Na proposta nova ficam permitidas atividades agrossilvopastoris, ecoturismo e turismo rural em APPs já ocupadas antes de 22/7/2008. Essa forma ajuda quem já desenvolve secularmente atividades nessas áreas, mas também beneficia as empresas de turismo que exploram o litoral com seus hotéis e pousadas.
Anistia a crime ambiental
Não existe anistia a crime ambiental. O que o relatório define são critérios para tentar resolver um grande impasse que existe na lei atual, que é multar um produtor que muitas vezes tem uma área de terra que não vale monetariamente a valor da multa, além de responder criminalmente pelo dano causado. O texto define que essas multas podem ser convertidas em serviços de proteção ambiental, mas para isso o proprietário precisa se cadastrar para fazer a regularização ambiental de sua propriedade (CRA). Do contrário, continua a pendência, e a multa em moeda passa a ser substituída por recomposição de floresta.
Mangues
Os mangues continuam sendo considerados APPs, mas o texto atual permite atividades de criação de camarão em cativeiro, por exemplo. Esse é outro ponto muito polêmico. O que representa hoje a atividade de pesca de camarão para o PIB brasileiro? A produção de camarão no Brasil é originária em grande parte do pequeno produtor (75%), emprega 40 mil pessoas, utiliza 20 mil hectares de mangue e produz 75 mil toneladas por ano (dados da Associação Brasileira de Produtores de Camarão).
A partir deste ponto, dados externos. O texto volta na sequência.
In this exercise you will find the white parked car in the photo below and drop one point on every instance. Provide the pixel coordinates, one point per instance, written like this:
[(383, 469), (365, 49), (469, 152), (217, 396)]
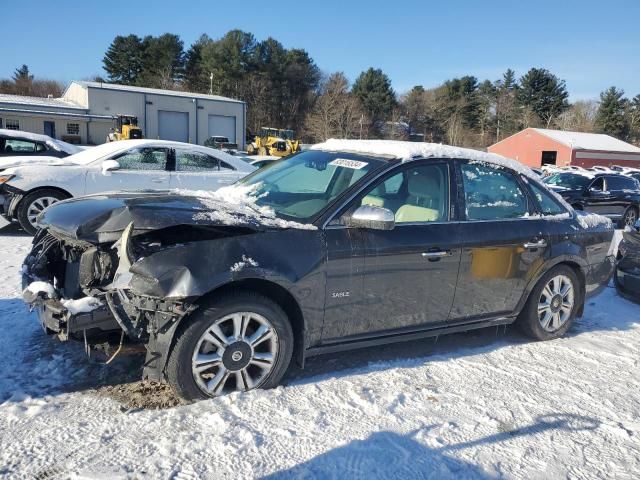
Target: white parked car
[(128, 165), (18, 148)]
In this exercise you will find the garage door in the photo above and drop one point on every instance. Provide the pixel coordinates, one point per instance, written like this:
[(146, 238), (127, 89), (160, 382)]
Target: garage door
[(222, 127), (173, 126)]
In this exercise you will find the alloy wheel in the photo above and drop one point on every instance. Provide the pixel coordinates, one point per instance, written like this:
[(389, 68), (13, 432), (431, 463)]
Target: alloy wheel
[(236, 353), (37, 206), (556, 303)]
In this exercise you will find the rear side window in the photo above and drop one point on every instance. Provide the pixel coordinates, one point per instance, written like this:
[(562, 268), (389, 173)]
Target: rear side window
[(548, 205), (492, 193), (621, 183)]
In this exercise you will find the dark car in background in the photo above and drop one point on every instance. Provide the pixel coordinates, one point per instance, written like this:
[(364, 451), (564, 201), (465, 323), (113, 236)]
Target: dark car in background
[(18, 143), (349, 244), (610, 194)]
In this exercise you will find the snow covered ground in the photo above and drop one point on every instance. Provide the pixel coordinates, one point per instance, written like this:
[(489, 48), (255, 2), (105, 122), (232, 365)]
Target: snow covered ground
[(487, 404)]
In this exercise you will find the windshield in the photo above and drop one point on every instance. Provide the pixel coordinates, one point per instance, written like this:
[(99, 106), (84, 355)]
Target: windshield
[(299, 187), (568, 180)]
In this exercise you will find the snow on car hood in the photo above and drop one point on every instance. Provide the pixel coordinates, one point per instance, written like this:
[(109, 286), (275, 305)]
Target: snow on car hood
[(10, 162), (103, 218)]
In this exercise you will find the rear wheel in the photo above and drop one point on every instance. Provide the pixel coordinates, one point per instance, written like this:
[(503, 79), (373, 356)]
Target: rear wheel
[(629, 218), (552, 305), (237, 343), (34, 204)]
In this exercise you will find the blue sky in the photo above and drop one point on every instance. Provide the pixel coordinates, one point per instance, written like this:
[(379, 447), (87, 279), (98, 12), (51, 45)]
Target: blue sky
[(591, 44)]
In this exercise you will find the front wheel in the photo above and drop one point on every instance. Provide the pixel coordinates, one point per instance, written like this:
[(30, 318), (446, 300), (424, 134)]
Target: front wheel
[(34, 204), (552, 305), (236, 343)]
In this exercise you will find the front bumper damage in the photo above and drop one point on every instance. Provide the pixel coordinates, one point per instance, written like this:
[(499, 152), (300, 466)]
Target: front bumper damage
[(59, 271)]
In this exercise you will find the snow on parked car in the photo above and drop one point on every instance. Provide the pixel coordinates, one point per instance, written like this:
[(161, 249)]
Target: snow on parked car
[(132, 165), (346, 245)]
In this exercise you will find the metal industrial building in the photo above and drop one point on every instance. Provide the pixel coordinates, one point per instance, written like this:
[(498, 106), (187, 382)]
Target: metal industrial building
[(84, 114), (538, 146)]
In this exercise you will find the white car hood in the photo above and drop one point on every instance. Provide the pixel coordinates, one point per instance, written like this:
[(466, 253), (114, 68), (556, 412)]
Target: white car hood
[(10, 162)]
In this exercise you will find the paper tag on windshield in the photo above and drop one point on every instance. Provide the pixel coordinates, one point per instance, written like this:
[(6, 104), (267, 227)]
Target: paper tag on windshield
[(343, 162)]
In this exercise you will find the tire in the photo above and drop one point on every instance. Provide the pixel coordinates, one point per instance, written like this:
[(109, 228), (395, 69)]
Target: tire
[(34, 203), (629, 218), (228, 365), (531, 322)]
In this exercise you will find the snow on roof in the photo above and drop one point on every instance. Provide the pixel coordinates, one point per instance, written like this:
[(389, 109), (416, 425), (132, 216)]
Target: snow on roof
[(39, 101), (155, 91), (407, 151), (588, 141)]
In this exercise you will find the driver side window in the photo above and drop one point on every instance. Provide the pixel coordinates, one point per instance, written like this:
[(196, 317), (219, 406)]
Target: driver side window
[(143, 158), (415, 195)]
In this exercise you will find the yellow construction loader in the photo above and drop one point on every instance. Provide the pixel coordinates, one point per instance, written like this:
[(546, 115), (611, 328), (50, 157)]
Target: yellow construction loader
[(126, 128), (274, 141)]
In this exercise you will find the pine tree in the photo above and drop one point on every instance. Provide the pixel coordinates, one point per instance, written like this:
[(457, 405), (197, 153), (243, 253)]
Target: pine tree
[(373, 89), (544, 94), (611, 117), (123, 60)]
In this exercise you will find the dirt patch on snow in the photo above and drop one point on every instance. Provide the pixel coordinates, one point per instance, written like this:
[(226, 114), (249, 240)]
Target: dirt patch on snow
[(143, 395)]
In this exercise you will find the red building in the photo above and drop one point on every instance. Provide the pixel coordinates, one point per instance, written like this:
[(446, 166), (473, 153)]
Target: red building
[(538, 146)]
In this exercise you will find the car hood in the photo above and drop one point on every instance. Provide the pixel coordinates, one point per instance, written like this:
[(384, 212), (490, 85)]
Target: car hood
[(10, 162), (102, 218)]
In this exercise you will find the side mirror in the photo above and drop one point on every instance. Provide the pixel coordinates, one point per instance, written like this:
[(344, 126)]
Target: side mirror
[(372, 217), (109, 166)]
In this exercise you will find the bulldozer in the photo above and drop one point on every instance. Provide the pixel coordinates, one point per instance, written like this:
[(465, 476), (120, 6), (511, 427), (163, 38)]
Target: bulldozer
[(277, 142), (126, 128)]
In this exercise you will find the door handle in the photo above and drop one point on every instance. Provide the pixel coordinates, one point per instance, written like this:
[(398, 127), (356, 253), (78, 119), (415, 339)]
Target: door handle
[(537, 244), (437, 254)]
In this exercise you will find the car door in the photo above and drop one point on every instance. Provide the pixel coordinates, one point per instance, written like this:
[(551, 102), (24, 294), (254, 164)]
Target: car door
[(502, 244), (140, 168), (200, 171), (404, 278), (621, 192)]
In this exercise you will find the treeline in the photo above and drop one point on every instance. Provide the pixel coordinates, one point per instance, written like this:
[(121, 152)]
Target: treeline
[(285, 88), (22, 82)]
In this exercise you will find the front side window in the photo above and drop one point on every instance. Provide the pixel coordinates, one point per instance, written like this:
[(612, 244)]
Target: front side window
[(492, 193), (621, 183), (12, 125), (415, 195), (144, 158), (301, 186), (548, 205), (187, 161)]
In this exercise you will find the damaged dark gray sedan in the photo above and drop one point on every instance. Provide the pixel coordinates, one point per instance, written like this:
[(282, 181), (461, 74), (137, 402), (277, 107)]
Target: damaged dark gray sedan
[(347, 245)]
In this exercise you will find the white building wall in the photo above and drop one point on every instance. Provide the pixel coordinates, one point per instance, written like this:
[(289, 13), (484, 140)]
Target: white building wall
[(146, 106)]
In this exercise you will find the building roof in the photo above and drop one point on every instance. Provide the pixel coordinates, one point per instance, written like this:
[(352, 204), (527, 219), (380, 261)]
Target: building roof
[(588, 141), (154, 91), (39, 101)]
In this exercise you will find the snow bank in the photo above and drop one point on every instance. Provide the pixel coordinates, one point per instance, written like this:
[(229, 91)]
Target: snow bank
[(407, 151), (235, 204), (82, 305)]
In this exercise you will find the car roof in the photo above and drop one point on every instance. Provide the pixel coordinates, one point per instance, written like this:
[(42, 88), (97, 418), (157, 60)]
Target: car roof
[(408, 151)]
O Brasil possui 1 milhão de hectares de mangue, gasta US$ 1,3 bilhão com importação de pescado e mais R$ 1,3 bilhão com seguro-defeso por ano. Precisamos proteger o mangue, mas precisamos torná-lo mais produtivo. Proteger o pequeno produtor de camarão é proteger os manguezais. Por tudo isso, temos de estar atentos para as novas batalhas que virão quando se iniciar o ano legislativo.
* Julio Barbosa é secretário Nacional de Meio Ambiente do PT.